Les sanctions internationales longtemps imposées à l’Iran ont permis au corps des gardiens – les pasdarans – de considérablement renforcer leur emprise sur l’économie. Une présence étouffante, qui pénalise l’ouverture économique, la priorité du président Hassan Rohani depuis la signature de l’accord nucléaire en 2015 avec les grandes puissances.

Les gardiens visent le pétrole

Fort de sa confortable réélection, le 19 mai, Hassan Rohani veut leur rogner les ailes. Mais les gardiens, soutenus par leur chef, le guide suprême l’ayatollah Ali Khamenei, résistent. Au sommet du pouvoir, les luttes sont rudes. Les gardiens lorgnent désormais le pétrole, un secteur dont ils étaient jusque-là largement exclus. Signe des tensions entre les différents pôles du pouvoir: deux ans après la signature de l’accord nucléaire, la rédaction d’un contrat pétrolier type n’est toujours pas finalisée. «Le texte n’est pas accepté par le Conseil suprême national de sécurité, confie un diplomate. C’est la bataille autour de la poule aux œufs d’or.»
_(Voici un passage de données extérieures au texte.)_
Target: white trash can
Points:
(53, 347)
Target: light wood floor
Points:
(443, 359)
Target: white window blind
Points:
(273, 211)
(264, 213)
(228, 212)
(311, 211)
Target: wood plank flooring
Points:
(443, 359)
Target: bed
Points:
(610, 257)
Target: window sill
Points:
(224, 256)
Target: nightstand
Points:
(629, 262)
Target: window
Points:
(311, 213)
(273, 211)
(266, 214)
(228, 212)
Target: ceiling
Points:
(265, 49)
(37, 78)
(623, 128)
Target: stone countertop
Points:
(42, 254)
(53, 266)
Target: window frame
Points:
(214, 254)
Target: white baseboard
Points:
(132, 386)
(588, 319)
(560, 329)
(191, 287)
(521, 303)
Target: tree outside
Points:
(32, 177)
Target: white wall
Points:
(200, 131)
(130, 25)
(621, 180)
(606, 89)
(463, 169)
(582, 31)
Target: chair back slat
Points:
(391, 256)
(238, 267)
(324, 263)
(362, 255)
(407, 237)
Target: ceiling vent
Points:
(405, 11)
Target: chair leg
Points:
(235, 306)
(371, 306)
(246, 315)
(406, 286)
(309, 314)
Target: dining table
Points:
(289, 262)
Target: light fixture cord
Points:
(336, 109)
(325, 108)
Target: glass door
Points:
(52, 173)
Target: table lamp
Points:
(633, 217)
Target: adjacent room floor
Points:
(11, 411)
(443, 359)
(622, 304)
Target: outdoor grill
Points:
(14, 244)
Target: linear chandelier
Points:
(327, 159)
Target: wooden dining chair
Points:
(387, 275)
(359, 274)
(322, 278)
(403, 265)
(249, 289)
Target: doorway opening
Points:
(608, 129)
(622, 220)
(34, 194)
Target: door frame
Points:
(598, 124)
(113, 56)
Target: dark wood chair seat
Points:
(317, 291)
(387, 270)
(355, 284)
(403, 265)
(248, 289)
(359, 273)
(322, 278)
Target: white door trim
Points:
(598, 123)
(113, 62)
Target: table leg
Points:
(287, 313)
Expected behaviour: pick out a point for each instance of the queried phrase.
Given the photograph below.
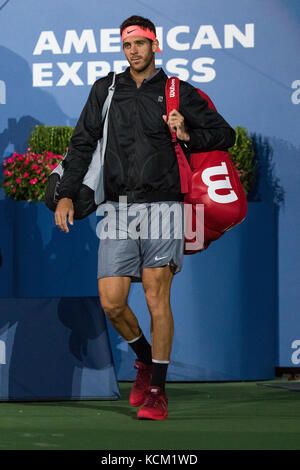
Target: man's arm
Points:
(207, 129)
(83, 143)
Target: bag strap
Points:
(111, 90)
(107, 104)
(172, 102)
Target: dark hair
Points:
(137, 20)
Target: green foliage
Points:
(25, 176)
(242, 154)
(54, 139)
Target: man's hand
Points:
(176, 124)
(64, 207)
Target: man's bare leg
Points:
(113, 292)
(157, 286)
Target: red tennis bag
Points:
(215, 200)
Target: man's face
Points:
(139, 52)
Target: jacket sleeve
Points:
(208, 130)
(83, 143)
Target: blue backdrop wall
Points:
(243, 53)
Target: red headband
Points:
(138, 31)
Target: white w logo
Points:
(218, 184)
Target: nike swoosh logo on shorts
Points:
(157, 259)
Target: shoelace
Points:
(142, 378)
(152, 400)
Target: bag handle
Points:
(172, 102)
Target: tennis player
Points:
(141, 166)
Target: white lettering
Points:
(120, 65)
(87, 38)
(232, 32)
(209, 73)
(172, 38)
(206, 36)
(296, 354)
(172, 67)
(47, 42)
(97, 70)
(69, 73)
(296, 95)
(106, 39)
(39, 73)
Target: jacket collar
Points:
(125, 76)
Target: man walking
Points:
(141, 165)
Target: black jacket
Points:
(140, 161)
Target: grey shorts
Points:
(136, 236)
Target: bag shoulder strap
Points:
(172, 102)
(172, 98)
(107, 102)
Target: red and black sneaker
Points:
(141, 383)
(155, 405)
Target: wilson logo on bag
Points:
(210, 180)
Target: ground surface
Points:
(241, 415)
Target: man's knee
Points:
(156, 298)
(113, 310)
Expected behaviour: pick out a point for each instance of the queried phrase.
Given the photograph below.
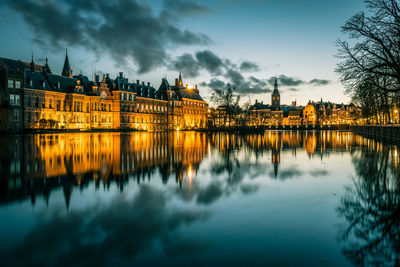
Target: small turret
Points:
(66, 72)
(32, 64)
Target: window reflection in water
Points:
(33, 166)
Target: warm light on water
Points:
(309, 198)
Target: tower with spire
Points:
(276, 96)
(66, 72)
(180, 82)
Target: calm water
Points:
(282, 198)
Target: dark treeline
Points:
(370, 60)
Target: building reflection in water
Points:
(33, 165)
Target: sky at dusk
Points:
(242, 42)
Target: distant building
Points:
(276, 96)
(32, 97)
(309, 115)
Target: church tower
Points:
(276, 96)
(66, 72)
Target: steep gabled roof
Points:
(67, 68)
(191, 94)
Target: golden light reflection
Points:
(105, 157)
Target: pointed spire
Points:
(32, 65)
(46, 67)
(67, 72)
(180, 83)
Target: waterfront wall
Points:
(382, 133)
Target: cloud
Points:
(217, 66)
(215, 84)
(181, 8)
(252, 85)
(187, 65)
(319, 82)
(235, 77)
(126, 30)
(210, 61)
(248, 66)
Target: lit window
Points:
(15, 115)
(14, 100)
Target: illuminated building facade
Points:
(32, 97)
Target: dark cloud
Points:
(234, 77)
(218, 66)
(210, 61)
(258, 81)
(319, 82)
(215, 84)
(127, 30)
(187, 65)
(249, 66)
(179, 8)
(124, 228)
(252, 85)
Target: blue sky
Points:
(292, 39)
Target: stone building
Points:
(32, 97)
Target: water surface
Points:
(326, 198)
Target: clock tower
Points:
(276, 96)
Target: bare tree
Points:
(229, 100)
(370, 66)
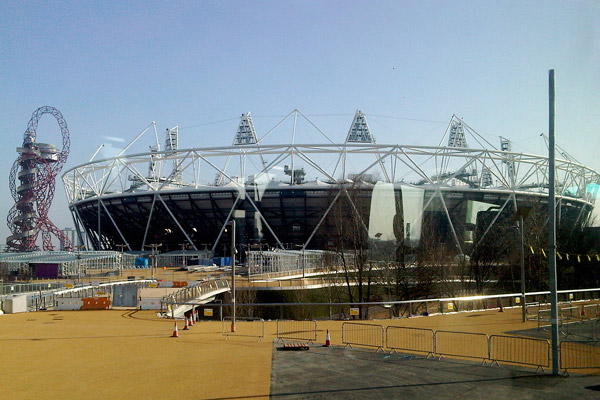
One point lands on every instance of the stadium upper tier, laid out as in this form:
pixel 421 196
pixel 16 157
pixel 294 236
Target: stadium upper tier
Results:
pixel 295 195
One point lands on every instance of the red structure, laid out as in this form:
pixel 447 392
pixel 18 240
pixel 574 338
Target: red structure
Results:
pixel 36 169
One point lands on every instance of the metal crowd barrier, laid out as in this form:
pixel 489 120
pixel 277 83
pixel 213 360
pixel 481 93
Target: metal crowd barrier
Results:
pixel 519 350
pixel 297 330
pixel 462 344
pixel 368 335
pixel 577 355
pixel 410 339
pixel 245 326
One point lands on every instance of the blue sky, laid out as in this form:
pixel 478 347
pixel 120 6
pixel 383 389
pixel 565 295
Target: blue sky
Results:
pixel 113 67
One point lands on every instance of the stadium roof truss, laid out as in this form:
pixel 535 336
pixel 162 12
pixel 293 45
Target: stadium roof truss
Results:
pixel 250 165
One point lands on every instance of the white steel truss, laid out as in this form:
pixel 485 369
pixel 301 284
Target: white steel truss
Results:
pixel 439 169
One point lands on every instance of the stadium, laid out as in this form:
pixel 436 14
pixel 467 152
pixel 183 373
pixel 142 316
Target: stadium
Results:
pixel 295 195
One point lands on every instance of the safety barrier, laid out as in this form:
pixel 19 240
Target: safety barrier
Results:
pixel 245 326
pixel 577 355
pixel 519 350
pixel 297 330
pixel 410 339
pixel 462 344
pixel 368 335
pixel 570 313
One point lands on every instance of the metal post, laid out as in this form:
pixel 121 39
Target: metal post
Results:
pixel 552 229
pixel 522 228
pixel 233 273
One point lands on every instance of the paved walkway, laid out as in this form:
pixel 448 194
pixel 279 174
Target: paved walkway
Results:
pixel 130 354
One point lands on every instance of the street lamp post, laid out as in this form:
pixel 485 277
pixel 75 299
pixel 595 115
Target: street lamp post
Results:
pixel 122 246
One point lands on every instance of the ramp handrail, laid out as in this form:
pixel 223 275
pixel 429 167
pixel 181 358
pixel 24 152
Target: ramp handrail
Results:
pixel 297 330
pixel 189 293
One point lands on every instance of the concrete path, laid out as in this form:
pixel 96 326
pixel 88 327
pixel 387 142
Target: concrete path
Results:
pixel 326 373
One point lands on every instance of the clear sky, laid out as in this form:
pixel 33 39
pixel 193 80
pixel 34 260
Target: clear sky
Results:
pixel 113 67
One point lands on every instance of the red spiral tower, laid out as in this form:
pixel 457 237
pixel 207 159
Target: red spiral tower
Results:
pixel 36 169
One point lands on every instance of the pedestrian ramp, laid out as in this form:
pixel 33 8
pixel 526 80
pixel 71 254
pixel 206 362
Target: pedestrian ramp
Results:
pixel 182 301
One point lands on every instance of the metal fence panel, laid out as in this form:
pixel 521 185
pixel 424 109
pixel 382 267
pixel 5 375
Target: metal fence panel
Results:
pixel 520 350
pixel 462 344
pixel 245 326
pixel 575 355
pixel 297 330
pixel 411 339
pixel 362 335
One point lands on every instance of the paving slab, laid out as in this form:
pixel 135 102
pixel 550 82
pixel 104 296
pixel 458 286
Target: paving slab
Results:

«Rohani a envoyé un projet de contrat à l’entourage du guide, révèle son conseiller économique, Saeed Leylaz. Le sommet du pouvoir a répertorié quinze problèmes, dont Rohani et son équipe ont tenu compte dans un nouveau projet de contrat qu’ils ont retourné à l’équipe du guide. Mais celle-ci leur a renvoyé avec cette fois plus d’une centaine de points à revoir.» Autrement dit, les gardiens et leurs soutiens bloquent. Cette obstruction a fini par exaspérer Rohani qui les a attaqués comme rarement durant sa campagne électorale. «Ne vous mêlez pas de politique, comme l’ayatollah Khomeyni l’avait demandé dans son testament», s’est exclamé le président dans un meeting.
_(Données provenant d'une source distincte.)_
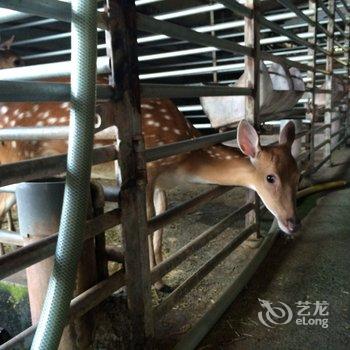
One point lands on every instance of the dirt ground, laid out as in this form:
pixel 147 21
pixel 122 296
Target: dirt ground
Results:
pixel 229 332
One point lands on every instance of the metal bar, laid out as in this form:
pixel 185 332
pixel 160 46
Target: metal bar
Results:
pixel 310 139
pixel 47 133
pixel 10 237
pixel 200 241
pixel 278 29
pixel 44 248
pixel 121 42
pixel 37 168
pixel 301 157
pixel 325 126
pixel 339 29
pixel 170 215
pixel 341 15
pixel 339 143
pixel 152 154
pixel 338 132
pixel 23 91
pixel 329 80
pixel 48 70
pixel 325 9
pixel 58 10
pixel 10 15
pixel 237 8
pixel 172 90
pixel 252 103
pixel 290 63
pixel 346 5
pixel 198 275
pixel 152 25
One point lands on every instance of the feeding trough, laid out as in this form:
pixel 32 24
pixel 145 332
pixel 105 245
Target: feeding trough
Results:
pixel 227 110
pixel 280 90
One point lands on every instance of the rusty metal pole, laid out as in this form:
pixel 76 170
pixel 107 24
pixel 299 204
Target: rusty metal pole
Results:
pixel 329 105
pixel 122 50
pixel 310 139
pixel 252 103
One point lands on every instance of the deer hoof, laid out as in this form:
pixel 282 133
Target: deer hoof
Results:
pixel 165 289
pixel 253 242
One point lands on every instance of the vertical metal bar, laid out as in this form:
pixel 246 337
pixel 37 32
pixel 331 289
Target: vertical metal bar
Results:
pixel 328 116
pixel 252 103
pixel 347 79
pixel 121 43
pixel 310 138
pixel 213 54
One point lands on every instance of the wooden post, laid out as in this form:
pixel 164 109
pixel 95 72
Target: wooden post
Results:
pixel 329 80
pixel 252 68
pixel 121 43
pixel 310 139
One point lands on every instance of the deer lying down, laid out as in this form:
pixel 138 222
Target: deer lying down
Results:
pixel 271 170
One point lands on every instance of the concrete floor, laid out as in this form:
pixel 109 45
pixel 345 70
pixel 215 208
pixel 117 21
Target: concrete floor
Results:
pixel 314 267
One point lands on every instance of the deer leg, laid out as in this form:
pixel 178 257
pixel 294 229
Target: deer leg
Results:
pixel 160 205
pixel 150 213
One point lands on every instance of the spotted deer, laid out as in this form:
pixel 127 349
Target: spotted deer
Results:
pixel 269 170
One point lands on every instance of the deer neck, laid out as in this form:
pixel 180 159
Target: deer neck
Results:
pixel 221 165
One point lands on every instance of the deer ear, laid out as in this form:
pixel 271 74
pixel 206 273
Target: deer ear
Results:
pixel 6 45
pixel 248 139
pixel 287 134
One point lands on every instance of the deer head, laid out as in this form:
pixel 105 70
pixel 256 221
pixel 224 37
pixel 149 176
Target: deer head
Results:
pixel 8 58
pixel 275 174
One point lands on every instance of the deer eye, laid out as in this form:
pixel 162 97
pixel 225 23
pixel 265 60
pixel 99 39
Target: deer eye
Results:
pixel 270 179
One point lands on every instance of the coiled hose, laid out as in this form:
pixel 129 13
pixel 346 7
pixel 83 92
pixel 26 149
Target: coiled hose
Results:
pixel 72 225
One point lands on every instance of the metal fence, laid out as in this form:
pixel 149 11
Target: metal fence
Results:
pixel 324 53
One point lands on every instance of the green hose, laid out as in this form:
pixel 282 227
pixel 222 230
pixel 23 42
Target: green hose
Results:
pixel 72 226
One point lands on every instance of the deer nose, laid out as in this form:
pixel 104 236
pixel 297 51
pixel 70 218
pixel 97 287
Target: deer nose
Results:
pixel 293 224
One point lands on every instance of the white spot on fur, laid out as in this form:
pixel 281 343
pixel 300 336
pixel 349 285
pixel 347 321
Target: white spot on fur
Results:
pixel 63 119
pixel 52 120
pixel 4 109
Pour lui, les pasdarans doivent se concentrer sur leur mission originelle de protection du régime et de ses frontières. Les gardiens, qui soutenaient le conservateur Ebrahim Raissi, «ont beaucoup interféré dans la campagne», regrette Saeed Leylaz. Dans son bras de fer attendu avec les gardiens, ceux-ci ne lui feront aucun cadeau. Qassem Soleimani, le chef de la Force al-Qods, le bras armé des gardiens hors d’Iran, n’a pas félicité Rohani, après sa victoire.
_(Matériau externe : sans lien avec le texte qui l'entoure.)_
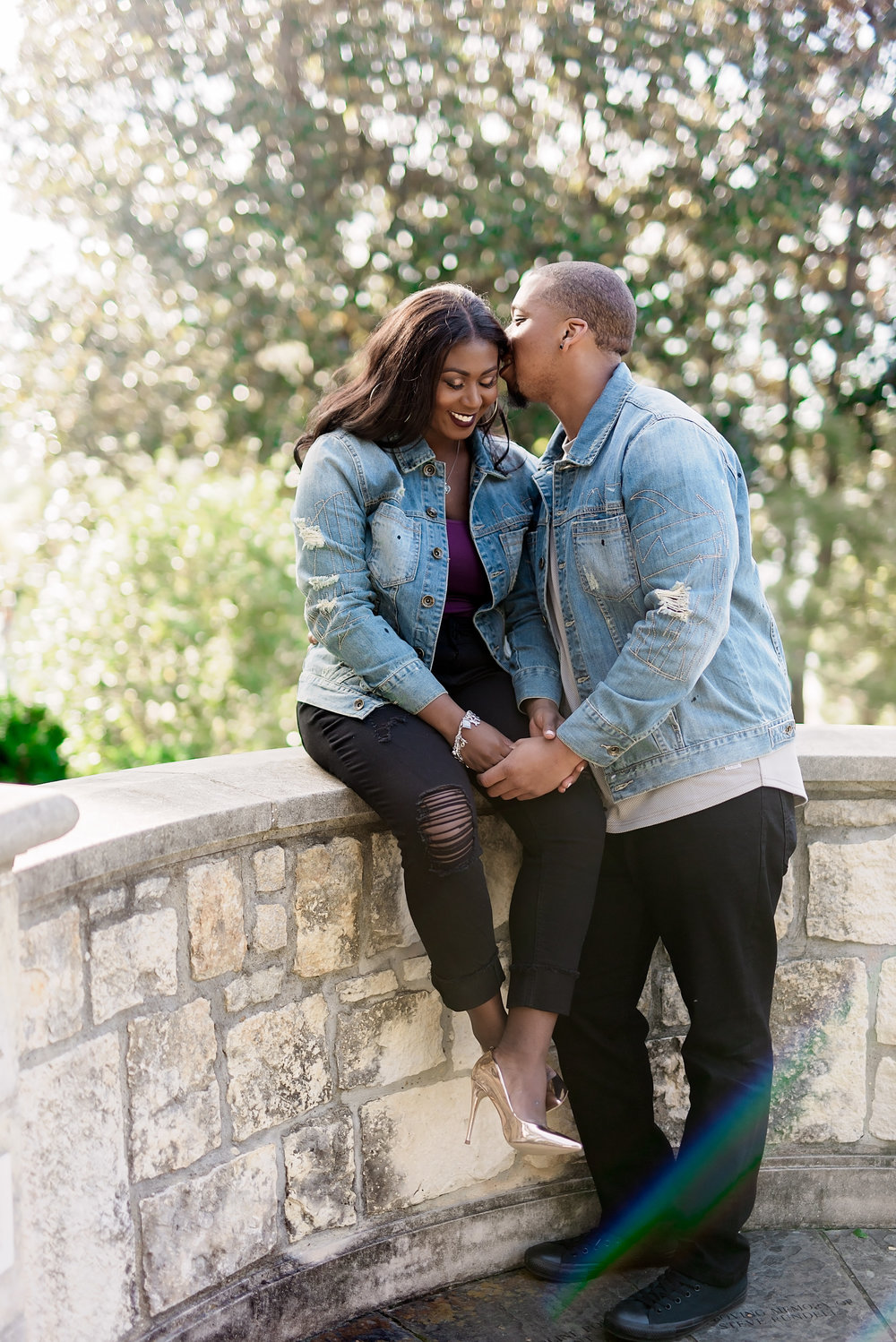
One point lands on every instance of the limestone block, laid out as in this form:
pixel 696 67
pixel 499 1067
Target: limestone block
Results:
pixel 869 813
pixel 7 1217
pixel 270 868
pixel 215 911
pixel 784 913
pixel 389 1040
pixel 885 1024
pixel 883 1114
pixel 202 1231
pixel 75 1224
pixel 671 1091
pixel 388 918
pixel 270 927
pixel 51 992
pixel 818 1024
pixel 464 1045
pixel 10 988
pixel 109 902
pixel 852 891
pixel 251 989
pixel 413 1145
pixel 132 961
pixel 175 1099
pixel 370 985
pixel 320 1177
pixel 148 892
pixel 672 1008
pixel 328 886
pixel 502 854
pixel 278 1066
pixel 416 970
Entre le président et les pasdarans, l’animosité est ancienne. «Après la guerre contre l’Irak à la fin des années 1980, Rohani militait déjà pour que l’État donne plus de moyens à l’armée régulière et non pas aux gardiens», se souvient un ancien cadre des gardiens. De tous les centres du pouvoir, les pasdarans ont le plus à perdre avec l’ouverture prônée par Rohani. «Au cours de son premier mandat, le président a déjà essayé de réduire leur budget, se souvient un banquier. Mais le guide a refusé. Les pasdarans sont incontournables. Aujourd’hui, ils veulent entrer à la NIOC, la société qui gère le pétrole. S’ils réussissent, ils seront parvenus à capter la majeure partie des ressources de l’État.» Mais les gardiens sont également vigilants sur la question de la succession du guide, âgé de 77 ans, que lorgnerait Hassan Rohani. Et ils rejettent une ouverture, qui braderait des pans entiers de l’économie aux firmes étrangères.

La place des gardiens dans l’Iran de demain est une des principales contradictions que devront trancher, tôt ou tard, ses dirigeants. À l’intérieur, les pasdarans sont un frein à l’ouverture. Mais à l’extérieur, grâce à la force al-Qods, l’Iran a renforcé ses positions en Irak, en Syrie et au Yémen. «Son chef Soleimani et ses gars veulent une récompense, prévient le banquier. Pas plus d’hommes, ni plus d’argent, mais plus d’influence au sein du pouvoir, et c’est cela qui va tendre le système.» Pas sûr que Hassan Rohani réussisse là où il a jusqu’à maintenant échoué.